Tesco's have a slightly different take on it and have an online Easter egg hunt using Street View on Google Maps. Thousands of eggs are hidden - find three and win a chocolate prize and then hide some yourself! With golden eggs promising the chance of winning a Samsung Galaxy Tab 2s.


Thursday, 31 January 2013

2013 - A Year of Change for Retail?

We're a month into 2013 and already we have four major chains in administration. There's no doubt harder economic times have an effect on the High Street but I think these stores are also now outdated as consumer shopping habits have changed, preferring online services across all of these industries.

Most of us keep our photographs in digital formats these days and prefer to shop around for the best deals online. Amazon had a booming Christmas, reporting record Christmas takings of £13 billion so it's no surprise the High Street is suffering. Blockbuster Video is also a victim of being pushed out by Amazon owned Lovefilm, as well as other services such as Netflix, allowing films to be streamed online or posted out directly, as is HMV with consumers preferring itunes or other mp3 or mp4 downloads. It's the same for electrical retailers - we may well go in store to have a play and a look at the item we want but we'll still go and see what the best deal we can get online is.

As we embrace the digital age the way we have always shopped will change, and harsh economic environments only serve to make that happen sooner rather than later.

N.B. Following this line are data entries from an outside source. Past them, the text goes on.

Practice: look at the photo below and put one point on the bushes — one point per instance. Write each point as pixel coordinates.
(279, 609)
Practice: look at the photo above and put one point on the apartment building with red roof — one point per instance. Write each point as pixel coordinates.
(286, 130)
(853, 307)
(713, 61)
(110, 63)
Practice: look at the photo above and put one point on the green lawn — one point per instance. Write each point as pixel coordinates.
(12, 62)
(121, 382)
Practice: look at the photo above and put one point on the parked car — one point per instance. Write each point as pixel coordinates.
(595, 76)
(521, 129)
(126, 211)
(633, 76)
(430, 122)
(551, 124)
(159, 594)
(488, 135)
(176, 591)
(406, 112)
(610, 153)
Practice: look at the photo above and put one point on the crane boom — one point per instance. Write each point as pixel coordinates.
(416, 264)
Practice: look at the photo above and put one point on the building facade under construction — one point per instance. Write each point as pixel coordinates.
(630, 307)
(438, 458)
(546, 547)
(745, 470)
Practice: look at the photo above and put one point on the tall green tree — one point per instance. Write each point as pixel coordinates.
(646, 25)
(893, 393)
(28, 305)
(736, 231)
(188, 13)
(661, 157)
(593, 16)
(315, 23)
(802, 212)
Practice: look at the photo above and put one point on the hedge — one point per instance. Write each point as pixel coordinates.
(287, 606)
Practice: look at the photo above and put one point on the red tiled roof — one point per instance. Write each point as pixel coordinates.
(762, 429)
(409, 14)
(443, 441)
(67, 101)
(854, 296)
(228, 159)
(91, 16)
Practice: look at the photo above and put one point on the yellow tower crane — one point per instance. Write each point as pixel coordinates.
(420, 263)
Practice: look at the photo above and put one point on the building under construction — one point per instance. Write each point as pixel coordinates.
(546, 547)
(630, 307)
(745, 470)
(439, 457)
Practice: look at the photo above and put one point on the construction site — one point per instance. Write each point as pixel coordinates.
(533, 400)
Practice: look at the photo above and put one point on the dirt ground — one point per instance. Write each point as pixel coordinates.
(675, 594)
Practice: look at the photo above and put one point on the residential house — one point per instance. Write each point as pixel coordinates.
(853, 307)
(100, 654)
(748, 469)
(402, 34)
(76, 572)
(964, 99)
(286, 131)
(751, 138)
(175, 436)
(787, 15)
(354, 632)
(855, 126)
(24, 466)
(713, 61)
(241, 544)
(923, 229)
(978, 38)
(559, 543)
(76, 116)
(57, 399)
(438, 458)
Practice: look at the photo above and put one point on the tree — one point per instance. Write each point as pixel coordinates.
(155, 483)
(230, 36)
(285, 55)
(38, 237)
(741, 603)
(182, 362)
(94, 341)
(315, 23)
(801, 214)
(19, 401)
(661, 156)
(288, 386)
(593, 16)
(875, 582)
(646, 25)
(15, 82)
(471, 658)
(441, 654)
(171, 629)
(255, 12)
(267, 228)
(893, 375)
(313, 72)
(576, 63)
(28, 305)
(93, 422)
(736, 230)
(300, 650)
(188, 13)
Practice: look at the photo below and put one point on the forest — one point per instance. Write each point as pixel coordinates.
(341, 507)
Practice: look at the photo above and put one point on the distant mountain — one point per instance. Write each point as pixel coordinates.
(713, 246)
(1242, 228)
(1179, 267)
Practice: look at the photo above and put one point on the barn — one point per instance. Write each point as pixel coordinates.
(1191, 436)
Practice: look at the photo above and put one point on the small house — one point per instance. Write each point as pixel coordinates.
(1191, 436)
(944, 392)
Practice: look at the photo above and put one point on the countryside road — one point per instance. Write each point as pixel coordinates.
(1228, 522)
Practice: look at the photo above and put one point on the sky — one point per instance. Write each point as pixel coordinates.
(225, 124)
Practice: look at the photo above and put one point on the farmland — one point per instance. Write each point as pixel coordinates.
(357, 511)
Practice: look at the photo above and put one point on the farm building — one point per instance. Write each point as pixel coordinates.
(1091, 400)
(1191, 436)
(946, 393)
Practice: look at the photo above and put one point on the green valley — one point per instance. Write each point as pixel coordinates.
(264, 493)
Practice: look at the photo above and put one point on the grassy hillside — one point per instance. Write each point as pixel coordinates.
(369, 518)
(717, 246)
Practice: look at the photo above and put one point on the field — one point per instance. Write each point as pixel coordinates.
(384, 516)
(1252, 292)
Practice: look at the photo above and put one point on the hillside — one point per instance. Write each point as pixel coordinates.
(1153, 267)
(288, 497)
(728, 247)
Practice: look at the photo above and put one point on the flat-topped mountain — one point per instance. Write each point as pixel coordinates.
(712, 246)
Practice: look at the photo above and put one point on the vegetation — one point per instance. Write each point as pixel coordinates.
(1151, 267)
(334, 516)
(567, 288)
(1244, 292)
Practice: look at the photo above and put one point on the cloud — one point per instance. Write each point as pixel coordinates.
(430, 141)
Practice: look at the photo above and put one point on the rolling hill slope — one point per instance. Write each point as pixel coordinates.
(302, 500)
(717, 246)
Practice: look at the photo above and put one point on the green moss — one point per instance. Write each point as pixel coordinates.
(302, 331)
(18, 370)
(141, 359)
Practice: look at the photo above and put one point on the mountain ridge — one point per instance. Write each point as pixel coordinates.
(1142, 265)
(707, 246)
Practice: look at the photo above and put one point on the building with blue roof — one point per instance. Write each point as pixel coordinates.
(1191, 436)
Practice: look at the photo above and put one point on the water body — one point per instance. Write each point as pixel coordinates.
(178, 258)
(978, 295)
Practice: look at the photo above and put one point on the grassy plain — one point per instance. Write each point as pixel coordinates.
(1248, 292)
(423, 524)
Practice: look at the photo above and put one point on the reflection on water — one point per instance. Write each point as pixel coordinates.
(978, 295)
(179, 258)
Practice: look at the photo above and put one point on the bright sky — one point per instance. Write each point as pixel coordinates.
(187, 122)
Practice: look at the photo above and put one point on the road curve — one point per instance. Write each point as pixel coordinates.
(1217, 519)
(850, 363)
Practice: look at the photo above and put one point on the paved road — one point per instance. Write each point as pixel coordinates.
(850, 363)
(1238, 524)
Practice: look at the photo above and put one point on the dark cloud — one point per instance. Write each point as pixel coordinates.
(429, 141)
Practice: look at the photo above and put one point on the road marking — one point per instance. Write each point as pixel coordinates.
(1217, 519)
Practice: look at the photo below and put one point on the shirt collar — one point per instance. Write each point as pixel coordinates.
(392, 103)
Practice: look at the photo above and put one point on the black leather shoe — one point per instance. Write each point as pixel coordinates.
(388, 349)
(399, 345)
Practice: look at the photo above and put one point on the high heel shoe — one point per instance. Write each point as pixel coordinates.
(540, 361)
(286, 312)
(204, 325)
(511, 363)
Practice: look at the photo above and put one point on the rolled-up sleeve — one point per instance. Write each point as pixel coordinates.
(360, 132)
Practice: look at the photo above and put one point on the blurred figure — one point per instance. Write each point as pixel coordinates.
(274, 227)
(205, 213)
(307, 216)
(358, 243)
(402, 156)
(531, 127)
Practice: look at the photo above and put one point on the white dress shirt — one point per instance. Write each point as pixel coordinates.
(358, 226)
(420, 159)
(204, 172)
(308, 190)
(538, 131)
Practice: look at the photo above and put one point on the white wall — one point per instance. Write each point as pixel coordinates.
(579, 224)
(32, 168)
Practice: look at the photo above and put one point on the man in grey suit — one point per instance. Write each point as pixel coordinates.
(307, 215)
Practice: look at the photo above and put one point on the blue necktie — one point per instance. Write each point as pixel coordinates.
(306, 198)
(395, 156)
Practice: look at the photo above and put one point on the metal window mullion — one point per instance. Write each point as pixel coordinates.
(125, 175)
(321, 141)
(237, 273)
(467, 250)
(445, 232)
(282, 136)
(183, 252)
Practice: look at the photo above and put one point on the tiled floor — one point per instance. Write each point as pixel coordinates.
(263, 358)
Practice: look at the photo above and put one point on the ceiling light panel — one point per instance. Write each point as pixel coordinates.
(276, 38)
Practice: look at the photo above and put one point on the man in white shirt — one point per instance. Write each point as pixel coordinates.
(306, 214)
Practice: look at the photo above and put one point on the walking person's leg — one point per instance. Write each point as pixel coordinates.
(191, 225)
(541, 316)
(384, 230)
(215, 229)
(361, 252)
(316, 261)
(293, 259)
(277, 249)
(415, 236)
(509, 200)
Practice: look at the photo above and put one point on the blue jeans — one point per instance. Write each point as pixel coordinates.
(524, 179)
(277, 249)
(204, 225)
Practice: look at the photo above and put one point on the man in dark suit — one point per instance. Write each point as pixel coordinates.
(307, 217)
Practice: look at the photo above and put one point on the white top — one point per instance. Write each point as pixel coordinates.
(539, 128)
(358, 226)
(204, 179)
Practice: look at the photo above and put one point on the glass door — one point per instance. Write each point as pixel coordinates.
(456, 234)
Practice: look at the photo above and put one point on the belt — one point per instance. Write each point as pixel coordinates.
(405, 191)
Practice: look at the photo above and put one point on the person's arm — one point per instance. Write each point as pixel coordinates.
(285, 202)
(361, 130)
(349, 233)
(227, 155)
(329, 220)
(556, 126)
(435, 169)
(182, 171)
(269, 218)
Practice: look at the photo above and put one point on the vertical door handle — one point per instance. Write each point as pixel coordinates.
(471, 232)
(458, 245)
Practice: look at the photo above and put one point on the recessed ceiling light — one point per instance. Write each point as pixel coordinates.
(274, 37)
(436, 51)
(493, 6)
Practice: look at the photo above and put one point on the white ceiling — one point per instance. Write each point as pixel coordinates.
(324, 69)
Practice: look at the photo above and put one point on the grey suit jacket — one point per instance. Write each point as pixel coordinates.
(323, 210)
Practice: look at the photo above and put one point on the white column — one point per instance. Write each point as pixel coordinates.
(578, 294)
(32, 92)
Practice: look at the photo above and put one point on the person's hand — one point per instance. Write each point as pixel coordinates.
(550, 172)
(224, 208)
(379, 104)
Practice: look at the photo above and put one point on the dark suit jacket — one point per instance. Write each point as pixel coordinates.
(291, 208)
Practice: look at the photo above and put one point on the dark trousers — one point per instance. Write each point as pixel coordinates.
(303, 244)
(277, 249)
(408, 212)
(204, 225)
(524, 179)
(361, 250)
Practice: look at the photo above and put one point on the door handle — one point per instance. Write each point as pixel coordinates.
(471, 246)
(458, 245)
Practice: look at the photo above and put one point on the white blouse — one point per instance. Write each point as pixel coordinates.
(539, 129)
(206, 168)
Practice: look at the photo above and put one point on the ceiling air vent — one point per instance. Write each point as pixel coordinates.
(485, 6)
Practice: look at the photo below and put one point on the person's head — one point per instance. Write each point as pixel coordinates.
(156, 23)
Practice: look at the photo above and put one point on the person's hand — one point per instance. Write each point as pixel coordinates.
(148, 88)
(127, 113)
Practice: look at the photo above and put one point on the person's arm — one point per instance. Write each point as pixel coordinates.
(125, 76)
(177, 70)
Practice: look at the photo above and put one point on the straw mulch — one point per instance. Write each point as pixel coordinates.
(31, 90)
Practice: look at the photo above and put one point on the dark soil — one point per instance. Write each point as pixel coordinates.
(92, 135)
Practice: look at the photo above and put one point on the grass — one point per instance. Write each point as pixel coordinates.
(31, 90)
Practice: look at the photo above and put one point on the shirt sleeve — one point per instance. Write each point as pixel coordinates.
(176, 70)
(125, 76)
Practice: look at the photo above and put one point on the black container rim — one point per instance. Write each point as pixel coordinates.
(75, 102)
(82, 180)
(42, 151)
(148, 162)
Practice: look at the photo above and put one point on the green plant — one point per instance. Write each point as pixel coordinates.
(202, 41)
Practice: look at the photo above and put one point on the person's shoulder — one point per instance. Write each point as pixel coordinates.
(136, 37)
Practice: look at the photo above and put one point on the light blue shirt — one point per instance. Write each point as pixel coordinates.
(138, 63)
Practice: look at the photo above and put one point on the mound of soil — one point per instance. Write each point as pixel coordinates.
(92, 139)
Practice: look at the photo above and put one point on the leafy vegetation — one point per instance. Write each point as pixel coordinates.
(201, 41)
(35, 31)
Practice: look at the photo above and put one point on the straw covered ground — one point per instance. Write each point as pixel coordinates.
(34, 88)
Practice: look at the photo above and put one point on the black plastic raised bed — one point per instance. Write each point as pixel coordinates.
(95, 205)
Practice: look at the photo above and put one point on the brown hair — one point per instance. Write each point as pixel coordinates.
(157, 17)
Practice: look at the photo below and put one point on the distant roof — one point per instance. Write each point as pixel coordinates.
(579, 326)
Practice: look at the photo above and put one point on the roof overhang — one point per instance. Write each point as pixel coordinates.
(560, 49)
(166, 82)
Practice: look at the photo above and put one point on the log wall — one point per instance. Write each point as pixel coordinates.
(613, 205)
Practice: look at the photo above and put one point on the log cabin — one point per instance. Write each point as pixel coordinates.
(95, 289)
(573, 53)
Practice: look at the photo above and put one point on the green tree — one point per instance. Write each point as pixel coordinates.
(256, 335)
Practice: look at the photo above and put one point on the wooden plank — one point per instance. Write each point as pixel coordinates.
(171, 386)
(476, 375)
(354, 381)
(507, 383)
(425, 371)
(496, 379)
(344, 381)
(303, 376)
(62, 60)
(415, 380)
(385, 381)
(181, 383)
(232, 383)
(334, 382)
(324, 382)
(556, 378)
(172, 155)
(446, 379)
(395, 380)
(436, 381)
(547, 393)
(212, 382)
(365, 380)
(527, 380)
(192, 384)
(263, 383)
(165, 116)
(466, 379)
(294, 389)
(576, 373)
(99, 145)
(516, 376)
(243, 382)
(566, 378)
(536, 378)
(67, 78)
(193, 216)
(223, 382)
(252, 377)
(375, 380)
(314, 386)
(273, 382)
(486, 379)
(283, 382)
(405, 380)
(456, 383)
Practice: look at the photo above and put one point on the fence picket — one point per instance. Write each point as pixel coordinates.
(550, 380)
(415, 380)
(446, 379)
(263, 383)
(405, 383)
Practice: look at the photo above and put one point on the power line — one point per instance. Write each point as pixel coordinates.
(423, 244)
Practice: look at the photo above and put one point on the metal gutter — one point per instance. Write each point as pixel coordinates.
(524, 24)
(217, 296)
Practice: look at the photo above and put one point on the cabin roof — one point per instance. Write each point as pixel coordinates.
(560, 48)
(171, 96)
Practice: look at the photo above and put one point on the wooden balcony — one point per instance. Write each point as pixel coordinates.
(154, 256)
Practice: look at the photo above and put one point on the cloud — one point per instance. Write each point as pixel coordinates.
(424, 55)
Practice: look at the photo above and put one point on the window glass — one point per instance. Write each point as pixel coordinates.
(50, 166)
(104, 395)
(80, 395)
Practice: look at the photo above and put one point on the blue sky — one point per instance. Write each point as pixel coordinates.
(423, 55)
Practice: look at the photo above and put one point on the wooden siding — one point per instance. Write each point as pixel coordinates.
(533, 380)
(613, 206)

There is some hope for the likes of HMV as the music industry doesn't want to see its only high street chain go but it really will be paying lip service to the iconic brand, and likely will see less stores across the UK.
With expensive rents and rates the High Street cannot be as competitive with companies that have less overheads and extensive distribution channels. The lack of UK based tax revenue is another issue entirely, however it doesn't seem to have affected Christmas sales figures for certain companies.
Retail has seen many changes over the years - consumerism drives that change, whatever the economic climate. For the big brands it's about flagship stores, retail parks, and shopping centres, and of course we have the supermarket dominance which make installations all the more innovative and interesting as we fill larger spaces. I think we'll see the High Street change and shrink as big brands steer towards the above, driving rents down on the High Street and making room for independents and a whole different kind of experience on the High Street.